3. Understanding “megatrends” crucial to progress
In his opening presentation, Global Fund Executive Director Mark Dybul stressed several megatrends that will be key to progress toward ending the three epidemics, including:

  • Sustainability: Moving even farther down the path to in-country ownership, data will be increasingly important to ensure disease responses are optimized, and to meet goals to end AIDS, tuberculosis (TB) and malaria as epidemics by 2030. This will require critical long-term thinking about broader development of countries’ own health strategies, creation of financial efficiencies, and how to better engage youth (and particularly adolescent girls).
  • Demographic Trends: Dr. Dybul stressed the importance of migration, population growth (with a huge “youth bulge”), and HIV-related evidence by gender and age group. He said that implementation of health programming has brought the world to a tipping point of ending the three epidemics, but slowed efforts risk their reemergence. In particular, young women ages 16-23 are at high risk of HIV, and HIV incidence could balloon if youth populations are not reached.
  • Transition: The Global Fund has had success leveraging resources and driving nations to invest in their own disease response. The partnership will work to implement a new long-term strategy and timelines to ensure countries are prepared to transition out of Global Fund support and manage epidemiological challenges in the years ahead.
  • Co-financing: The Global Fund must build on the transparency, accountability and governance that has driven its success to date, and work to cultivate financial innovations that leverage the financial impact of domestic investments.

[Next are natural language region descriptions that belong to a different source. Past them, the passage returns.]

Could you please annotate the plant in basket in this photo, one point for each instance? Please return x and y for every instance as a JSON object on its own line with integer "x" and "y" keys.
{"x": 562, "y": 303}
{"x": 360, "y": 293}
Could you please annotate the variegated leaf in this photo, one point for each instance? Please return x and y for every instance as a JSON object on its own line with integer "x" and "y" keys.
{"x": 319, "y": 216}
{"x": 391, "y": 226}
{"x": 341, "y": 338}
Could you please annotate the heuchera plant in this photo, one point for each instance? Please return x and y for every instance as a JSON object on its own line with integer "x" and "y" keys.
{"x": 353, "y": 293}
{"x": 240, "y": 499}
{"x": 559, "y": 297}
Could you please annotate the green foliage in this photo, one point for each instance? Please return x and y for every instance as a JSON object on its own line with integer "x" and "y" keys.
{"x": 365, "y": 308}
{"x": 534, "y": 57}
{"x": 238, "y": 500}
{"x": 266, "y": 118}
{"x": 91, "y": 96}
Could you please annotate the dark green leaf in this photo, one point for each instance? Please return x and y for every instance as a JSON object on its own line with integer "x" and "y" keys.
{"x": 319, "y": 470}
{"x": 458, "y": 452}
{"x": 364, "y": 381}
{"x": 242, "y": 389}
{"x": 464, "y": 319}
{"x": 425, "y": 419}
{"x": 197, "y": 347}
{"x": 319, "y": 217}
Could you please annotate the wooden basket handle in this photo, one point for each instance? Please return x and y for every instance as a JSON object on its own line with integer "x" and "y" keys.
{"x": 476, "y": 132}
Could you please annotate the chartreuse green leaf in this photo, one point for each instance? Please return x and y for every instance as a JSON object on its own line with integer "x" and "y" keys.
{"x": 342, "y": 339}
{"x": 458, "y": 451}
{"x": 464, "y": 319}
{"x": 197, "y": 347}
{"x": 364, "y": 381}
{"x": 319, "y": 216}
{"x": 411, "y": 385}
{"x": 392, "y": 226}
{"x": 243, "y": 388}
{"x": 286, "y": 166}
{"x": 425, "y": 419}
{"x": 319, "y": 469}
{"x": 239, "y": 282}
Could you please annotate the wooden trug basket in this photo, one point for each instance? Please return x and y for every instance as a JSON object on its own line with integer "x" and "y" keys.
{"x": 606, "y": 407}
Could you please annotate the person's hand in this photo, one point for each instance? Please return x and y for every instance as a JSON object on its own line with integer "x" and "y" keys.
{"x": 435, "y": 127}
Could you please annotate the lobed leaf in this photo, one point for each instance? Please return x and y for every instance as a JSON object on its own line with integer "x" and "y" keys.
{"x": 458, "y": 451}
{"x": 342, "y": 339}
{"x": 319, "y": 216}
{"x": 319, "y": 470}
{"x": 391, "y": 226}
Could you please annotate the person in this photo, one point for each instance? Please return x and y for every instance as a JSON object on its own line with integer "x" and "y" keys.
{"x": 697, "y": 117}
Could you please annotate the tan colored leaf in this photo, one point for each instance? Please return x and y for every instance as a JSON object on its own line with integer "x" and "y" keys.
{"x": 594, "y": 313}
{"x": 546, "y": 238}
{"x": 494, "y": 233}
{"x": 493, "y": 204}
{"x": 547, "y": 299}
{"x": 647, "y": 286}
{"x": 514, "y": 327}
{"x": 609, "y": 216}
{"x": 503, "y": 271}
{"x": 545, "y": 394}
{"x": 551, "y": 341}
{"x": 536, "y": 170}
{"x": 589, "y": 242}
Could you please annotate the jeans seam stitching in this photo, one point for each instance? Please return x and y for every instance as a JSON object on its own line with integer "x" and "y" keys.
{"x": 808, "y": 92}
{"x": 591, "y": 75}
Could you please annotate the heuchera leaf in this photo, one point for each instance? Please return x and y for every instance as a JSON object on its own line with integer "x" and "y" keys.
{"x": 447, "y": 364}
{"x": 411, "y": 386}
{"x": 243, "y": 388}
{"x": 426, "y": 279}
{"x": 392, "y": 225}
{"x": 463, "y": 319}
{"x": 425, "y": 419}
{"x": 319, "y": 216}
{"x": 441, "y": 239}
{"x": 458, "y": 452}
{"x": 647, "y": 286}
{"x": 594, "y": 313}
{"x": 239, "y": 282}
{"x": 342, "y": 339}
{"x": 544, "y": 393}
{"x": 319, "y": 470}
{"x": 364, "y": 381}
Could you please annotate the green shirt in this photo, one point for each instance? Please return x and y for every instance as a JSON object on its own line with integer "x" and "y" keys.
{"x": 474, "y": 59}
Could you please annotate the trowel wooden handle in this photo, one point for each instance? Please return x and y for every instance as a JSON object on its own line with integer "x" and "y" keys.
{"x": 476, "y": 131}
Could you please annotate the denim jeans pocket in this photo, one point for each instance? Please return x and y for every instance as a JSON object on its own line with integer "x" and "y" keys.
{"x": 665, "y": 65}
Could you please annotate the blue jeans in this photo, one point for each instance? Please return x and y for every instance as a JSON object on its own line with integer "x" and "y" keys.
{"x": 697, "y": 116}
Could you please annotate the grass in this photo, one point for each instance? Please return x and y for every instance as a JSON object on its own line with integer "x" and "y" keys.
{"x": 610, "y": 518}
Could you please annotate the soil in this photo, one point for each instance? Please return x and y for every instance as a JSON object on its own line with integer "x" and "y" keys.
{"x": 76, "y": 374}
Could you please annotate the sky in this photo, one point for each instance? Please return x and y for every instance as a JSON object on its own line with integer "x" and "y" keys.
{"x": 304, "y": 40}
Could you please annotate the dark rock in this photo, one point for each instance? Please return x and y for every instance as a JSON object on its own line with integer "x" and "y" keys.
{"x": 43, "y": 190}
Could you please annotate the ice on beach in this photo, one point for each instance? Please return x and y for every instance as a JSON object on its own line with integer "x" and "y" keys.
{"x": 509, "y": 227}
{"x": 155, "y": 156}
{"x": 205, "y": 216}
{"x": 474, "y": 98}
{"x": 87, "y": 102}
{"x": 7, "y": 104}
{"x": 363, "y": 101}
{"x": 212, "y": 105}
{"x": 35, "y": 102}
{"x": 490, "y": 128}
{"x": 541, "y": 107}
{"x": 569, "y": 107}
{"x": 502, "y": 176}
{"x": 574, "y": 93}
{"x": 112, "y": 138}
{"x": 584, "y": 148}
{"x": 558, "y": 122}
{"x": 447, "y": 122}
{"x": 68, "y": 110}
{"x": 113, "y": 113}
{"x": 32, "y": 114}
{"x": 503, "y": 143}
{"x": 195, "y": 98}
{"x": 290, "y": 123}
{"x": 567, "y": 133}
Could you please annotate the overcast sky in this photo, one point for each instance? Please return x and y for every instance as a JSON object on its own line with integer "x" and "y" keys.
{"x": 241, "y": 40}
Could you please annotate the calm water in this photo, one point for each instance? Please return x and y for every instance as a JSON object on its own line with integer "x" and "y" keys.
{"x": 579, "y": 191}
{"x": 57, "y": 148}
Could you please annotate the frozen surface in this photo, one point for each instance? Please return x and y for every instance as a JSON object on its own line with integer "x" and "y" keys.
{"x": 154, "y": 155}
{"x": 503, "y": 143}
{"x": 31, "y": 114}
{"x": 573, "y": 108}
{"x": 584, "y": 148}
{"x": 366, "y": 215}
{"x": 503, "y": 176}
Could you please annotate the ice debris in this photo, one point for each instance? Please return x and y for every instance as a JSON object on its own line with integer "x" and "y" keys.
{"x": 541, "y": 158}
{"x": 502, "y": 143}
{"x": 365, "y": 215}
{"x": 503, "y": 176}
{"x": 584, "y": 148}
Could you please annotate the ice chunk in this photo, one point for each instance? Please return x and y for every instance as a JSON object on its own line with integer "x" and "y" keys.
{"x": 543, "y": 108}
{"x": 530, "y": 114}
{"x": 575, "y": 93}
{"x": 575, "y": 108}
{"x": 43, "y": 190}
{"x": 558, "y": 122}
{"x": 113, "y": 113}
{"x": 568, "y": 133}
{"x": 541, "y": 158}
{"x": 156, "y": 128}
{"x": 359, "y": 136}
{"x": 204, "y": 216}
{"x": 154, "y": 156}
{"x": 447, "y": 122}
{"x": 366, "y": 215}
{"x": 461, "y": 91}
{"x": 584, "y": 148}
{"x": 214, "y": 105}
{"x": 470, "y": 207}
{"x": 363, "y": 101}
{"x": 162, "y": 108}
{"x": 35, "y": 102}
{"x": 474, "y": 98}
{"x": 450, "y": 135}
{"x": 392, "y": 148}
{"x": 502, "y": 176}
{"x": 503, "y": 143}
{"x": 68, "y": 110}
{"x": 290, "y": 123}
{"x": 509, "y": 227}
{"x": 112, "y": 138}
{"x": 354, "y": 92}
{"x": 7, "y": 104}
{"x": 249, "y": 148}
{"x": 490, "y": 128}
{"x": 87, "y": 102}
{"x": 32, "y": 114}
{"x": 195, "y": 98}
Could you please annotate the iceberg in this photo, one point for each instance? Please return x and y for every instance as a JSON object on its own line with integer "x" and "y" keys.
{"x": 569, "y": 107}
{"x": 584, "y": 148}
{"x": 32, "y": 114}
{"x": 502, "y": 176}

4. Increased domestic investment and partnering for adequate financing to end epidemics
The Global Fund is working to find additional resources to fight the epidemics in a challenging funding environment, and presented an action plan to the Board to mobilize an additional $500 million over the Global Fund’s 2017-2019 Replenishment cycle. The action strategy includes plans to:

  • Sustain or increase engagement with donor governments
  • Cultivate new public donors, including those with emerging economies and increased strategic engagement with the Gulf states
  • Increase coordination and support to civil society advocacy partners in major donor countries
  • Grow public-private synergies and increase private sector partners, in addition to developing new models of investment
  • Accelerate and expand major gifts strategy from high-net-worth individuals
  • Support the expansion of (RED) and other third-party grassroots organizations, including faith-based organizations

In addition to this action plan, the Global Fund’s co-financing strategy will work to continue to strengthen domestic investment.

5. The Global Fund is building on its strong track record of innovation
Innovation has spurred progress on the Global Fund’s e-marketplace platform for the procurement of medical commodities, The Board approved to pilot up to 10 procurements by current Principal Recipients (in-country implementers of Global Fund grants), using domestic funding for the platform for the first time. is helping to streamline procurement for both implementing partners and within the Global Fund, enabling more efficient transactions that are projected to save $12.4 million in 2017 alone. This new pilot funding stands to expand the platform’s impact and the sustainability of in-country supply chain management.

As an experimental pilot program, the Board voted to enter into a new agreement with the World Bank for a performance-based funding project in the Democratic Republic of Congo. The agreement will not set a legal precedent for future investments, and Board members encouraged the Secretariat to create a framework to guide future consideration of such investments, to be audited and reviewed for efficacy.

On a separate note, the board discussed the deteriorating health services situation in Venezuela. Though the country is not eligible for Global Fund financing at this time, the board said that the Fund, “will continue to engage and, if possible, support the regional response.”